Sandstorms in the regional capital Hohhot
A major source of sandstorms in North China's Inner Mongolia autonomous region, which was given a multimillion-yuan cleanup ahead of the 2008 Beijing Olympic Games, is once again dotted with polluting mining factories, according to a newspaper report.
The reopening of several mining factories in Xinghe county of Inner Mongolia may be one of the reasons for recent sandstorms that have blanketed northern China in dust, the Beijing News reported on Tuesday.
"There is certainly a connection between the mining industry and sandstorms, but how much sand is generated by mining is unknown," Chang Xing, head of Xinghe county Forestry Administration in Ulanqab, Inner Mongolia, told the newspaper.
Before the Olympic Games, Xinghe, as the closest sandstorm source to the capital city of Beijing, had been given great attention in the country's sandstorm control project, the report said.
The central government invested nearly 20 million yuan ($2.9 million) annually to contain the sand in 4,000 hectares of land in Xinghe since 2000. So far, about 130 million yuan has been invested in the project.
A report from the Ministry of Agriculture shows authorities have invested nearly 4 billion yuan in the sandstorm source control project of Beijing and Tianjin from 2000 to 2009.

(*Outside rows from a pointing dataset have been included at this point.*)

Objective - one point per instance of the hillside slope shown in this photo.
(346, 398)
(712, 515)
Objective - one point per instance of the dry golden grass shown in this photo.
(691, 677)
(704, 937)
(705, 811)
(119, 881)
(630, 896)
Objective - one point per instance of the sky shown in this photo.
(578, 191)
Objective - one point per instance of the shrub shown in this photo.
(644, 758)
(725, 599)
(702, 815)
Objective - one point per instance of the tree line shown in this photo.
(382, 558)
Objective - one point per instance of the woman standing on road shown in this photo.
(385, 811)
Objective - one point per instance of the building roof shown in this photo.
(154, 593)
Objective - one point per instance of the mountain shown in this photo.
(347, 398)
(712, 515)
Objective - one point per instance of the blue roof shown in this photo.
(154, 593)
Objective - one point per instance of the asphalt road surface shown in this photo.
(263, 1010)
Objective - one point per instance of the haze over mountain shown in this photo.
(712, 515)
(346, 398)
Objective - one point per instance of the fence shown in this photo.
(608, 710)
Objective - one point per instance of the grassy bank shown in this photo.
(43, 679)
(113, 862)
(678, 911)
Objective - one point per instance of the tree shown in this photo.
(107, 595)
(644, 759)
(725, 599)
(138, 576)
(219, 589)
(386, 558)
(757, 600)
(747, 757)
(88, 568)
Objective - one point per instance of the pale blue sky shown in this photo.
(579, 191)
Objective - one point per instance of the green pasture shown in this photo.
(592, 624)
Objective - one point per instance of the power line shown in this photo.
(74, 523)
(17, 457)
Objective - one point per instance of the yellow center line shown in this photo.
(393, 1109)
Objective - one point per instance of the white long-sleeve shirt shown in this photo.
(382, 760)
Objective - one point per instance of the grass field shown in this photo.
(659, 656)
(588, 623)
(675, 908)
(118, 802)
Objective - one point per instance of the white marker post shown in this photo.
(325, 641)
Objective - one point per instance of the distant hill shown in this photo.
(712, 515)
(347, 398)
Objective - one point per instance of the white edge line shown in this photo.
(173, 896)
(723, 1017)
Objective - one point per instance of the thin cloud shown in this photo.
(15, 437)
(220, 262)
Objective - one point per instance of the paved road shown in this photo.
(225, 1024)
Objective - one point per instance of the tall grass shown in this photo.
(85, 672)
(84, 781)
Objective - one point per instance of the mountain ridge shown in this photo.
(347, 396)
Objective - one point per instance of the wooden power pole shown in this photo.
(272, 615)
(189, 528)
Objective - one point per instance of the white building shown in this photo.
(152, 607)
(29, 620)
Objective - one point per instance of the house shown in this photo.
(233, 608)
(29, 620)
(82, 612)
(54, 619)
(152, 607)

Chang said in order to control sandstorms in the capital before the Games, the county authorities closed down all mining factories in Xinghe.

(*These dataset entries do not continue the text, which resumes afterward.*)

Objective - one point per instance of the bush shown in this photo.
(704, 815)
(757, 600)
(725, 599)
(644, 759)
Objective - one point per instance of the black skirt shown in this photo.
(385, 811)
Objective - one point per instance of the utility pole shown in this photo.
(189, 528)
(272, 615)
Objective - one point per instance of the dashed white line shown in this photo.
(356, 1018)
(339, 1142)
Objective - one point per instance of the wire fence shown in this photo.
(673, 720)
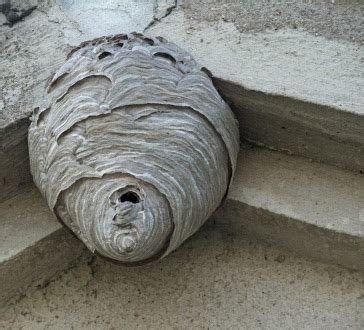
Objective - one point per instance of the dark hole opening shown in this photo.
(103, 55)
(149, 41)
(129, 196)
(166, 56)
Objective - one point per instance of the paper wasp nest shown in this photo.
(133, 147)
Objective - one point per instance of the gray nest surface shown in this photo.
(133, 147)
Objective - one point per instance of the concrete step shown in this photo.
(290, 90)
(310, 209)
(34, 247)
(216, 280)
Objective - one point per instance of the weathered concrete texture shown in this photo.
(312, 209)
(33, 245)
(290, 90)
(286, 62)
(304, 207)
(215, 280)
(329, 18)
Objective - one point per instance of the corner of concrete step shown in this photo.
(34, 247)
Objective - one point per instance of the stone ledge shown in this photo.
(311, 209)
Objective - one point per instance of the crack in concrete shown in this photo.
(156, 19)
(14, 15)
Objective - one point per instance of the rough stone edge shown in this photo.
(301, 238)
(37, 264)
(297, 127)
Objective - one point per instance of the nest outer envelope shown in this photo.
(133, 147)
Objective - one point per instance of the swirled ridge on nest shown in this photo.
(133, 147)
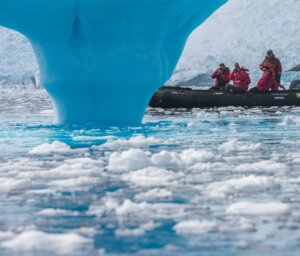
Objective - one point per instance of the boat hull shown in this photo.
(175, 97)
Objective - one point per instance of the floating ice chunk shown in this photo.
(193, 156)
(154, 194)
(57, 212)
(56, 147)
(251, 208)
(195, 227)
(129, 232)
(140, 231)
(186, 158)
(5, 235)
(235, 145)
(266, 166)
(128, 160)
(166, 159)
(74, 184)
(150, 211)
(8, 185)
(245, 184)
(139, 141)
(289, 120)
(93, 138)
(48, 112)
(77, 167)
(152, 176)
(34, 241)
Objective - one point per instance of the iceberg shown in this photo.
(102, 60)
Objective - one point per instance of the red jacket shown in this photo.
(241, 79)
(273, 64)
(222, 78)
(267, 82)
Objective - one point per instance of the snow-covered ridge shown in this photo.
(241, 31)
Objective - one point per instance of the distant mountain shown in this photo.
(295, 69)
(242, 31)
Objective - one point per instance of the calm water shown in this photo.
(202, 182)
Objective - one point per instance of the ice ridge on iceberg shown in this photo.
(102, 60)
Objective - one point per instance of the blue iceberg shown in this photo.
(102, 60)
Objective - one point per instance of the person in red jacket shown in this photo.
(222, 78)
(274, 64)
(240, 78)
(267, 82)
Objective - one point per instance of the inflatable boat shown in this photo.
(178, 97)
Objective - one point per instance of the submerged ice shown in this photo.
(101, 61)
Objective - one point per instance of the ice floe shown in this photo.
(195, 227)
(251, 208)
(235, 145)
(55, 147)
(247, 184)
(153, 176)
(34, 241)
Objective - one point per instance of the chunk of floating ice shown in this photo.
(154, 194)
(251, 208)
(152, 176)
(266, 166)
(235, 145)
(134, 142)
(140, 231)
(128, 160)
(85, 138)
(134, 159)
(37, 241)
(57, 212)
(248, 184)
(195, 227)
(55, 147)
(289, 120)
(8, 185)
(48, 112)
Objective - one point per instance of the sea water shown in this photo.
(186, 182)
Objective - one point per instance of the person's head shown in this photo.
(222, 67)
(236, 66)
(270, 53)
(265, 69)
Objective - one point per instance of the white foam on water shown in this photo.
(252, 208)
(195, 227)
(34, 241)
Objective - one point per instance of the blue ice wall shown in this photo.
(102, 60)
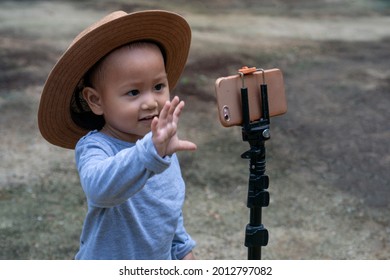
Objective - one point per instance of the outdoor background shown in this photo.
(328, 158)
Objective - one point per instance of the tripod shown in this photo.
(255, 133)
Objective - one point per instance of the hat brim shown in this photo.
(169, 30)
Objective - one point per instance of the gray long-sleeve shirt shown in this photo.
(135, 200)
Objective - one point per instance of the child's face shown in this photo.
(132, 90)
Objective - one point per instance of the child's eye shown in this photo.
(133, 92)
(159, 87)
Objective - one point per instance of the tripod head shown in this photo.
(255, 131)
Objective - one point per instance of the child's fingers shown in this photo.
(165, 110)
(177, 112)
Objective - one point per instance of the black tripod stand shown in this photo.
(256, 133)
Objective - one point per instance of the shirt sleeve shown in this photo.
(182, 242)
(109, 180)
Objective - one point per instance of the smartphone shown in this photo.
(228, 92)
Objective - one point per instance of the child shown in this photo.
(108, 97)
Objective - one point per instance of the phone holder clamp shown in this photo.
(256, 133)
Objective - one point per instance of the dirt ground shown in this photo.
(328, 158)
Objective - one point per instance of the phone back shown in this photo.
(228, 92)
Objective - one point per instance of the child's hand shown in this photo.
(164, 130)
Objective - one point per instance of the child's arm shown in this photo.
(189, 256)
(108, 179)
(164, 129)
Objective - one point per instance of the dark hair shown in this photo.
(80, 112)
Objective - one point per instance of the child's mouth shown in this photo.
(148, 118)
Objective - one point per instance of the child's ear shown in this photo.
(93, 99)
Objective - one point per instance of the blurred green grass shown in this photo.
(42, 221)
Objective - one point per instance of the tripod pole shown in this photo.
(256, 134)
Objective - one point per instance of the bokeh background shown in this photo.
(328, 158)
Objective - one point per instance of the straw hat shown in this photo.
(169, 30)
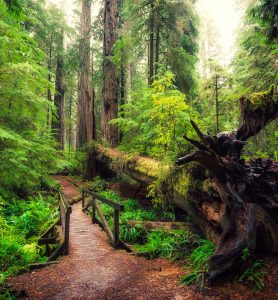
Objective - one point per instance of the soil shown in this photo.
(94, 270)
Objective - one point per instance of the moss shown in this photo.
(149, 167)
(260, 99)
(182, 183)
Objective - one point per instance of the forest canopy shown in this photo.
(140, 87)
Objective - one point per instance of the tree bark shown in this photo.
(110, 133)
(85, 127)
(58, 122)
(245, 210)
(151, 45)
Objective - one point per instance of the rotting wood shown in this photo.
(105, 224)
(149, 225)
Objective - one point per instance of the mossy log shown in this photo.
(168, 226)
(109, 163)
(242, 205)
(233, 202)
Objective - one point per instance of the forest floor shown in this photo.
(94, 270)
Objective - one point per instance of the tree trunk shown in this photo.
(85, 128)
(233, 202)
(151, 46)
(58, 122)
(110, 133)
(244, 213)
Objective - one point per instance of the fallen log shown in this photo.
(233, 202)
(242, 200)
(150, 225)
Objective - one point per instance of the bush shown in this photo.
(21, 223)
(254, 276)
(199, 263)
(172, 244)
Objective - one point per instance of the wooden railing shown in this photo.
(65, 211)
(93, 202)
(50, 236)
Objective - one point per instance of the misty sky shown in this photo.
(223, 12)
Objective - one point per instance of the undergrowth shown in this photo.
(22, 221)
(198, 263)
(253, 276)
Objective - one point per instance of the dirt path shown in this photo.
(94, 270)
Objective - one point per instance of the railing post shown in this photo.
(94, 211)
(116, 228)
(66, 233)
(60, 211)
(83, 199)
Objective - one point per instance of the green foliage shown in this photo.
(21, 223)
(27, 149)
(172, 244)
(199, 263)
(155, 120)
(254, 276)
(133, 235)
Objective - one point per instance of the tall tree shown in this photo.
(85, 128)
(59, 100)
(110, 133)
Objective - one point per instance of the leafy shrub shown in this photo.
(254, 276)
(199, 263)
(21, 223)
(134, 234)
(172, 244)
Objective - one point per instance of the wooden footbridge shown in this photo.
(94, 268)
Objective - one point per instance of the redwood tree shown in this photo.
(85, 129)
(110, 133)
(240, 207)
(59, 100)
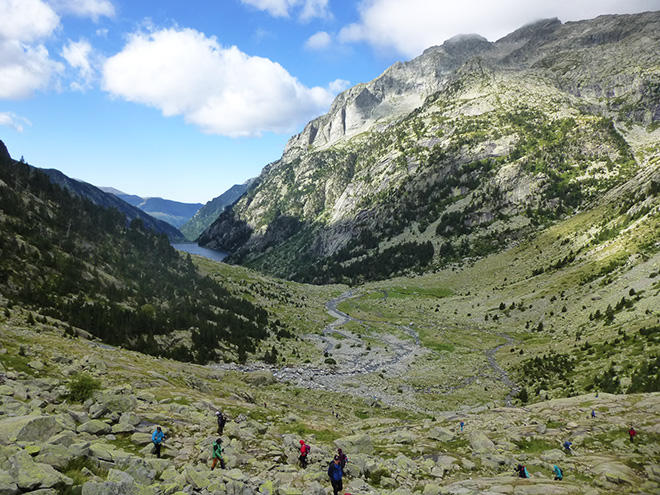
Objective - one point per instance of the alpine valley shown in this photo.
(453, 272)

"In 2009, the factories could not reopen due to the gloomy market outlook, but many of them have restarted their businesses this year, as the mining industry is booming," he said.
In Huangtuyao village, south of Xinghe county, black lead production has become the main source of income for most villagers, with more than 3,800 tons produced every month, and consuming nearly 2 million tons of ore, the Beijing News reported.
The huge amount of waste from black lead extraction is emitted to nearby riverbeds, blocking rivers and turning farmlands into deserts, it said.
The environment is no longer suitable for living in the village. All of the 487 villagers have moved to other places and more than 533 hectares of farmland has been affected, the county government said in a report on March 2.
The report, quoting deputy county mayor Li Hai, said all effort and investment in the sandstorm control project over the past decade had proven futile and more funds are required.
Lack of funds and the prolonged drought have posed great difficulties in controlling sandstorms, he added.
The annual sand-control fund is only enough to buy tree seeds, and for Xinghe, with its annual revenue exceeding no more than 120 million yuan, labor and water are not affordable, he added.
This year a new 400-million-yuan program on black lead will start in the county, which is expected to pay 50 million yuan in taxes each year, the Beijing News reported.
Since 2000, Xinghe has planted more than 52,500 hectares of forests, according to statistics from the local government.
However, the severe drought since late 2009 has resulted in the death of 90 percent of newly planted trees, Chang said.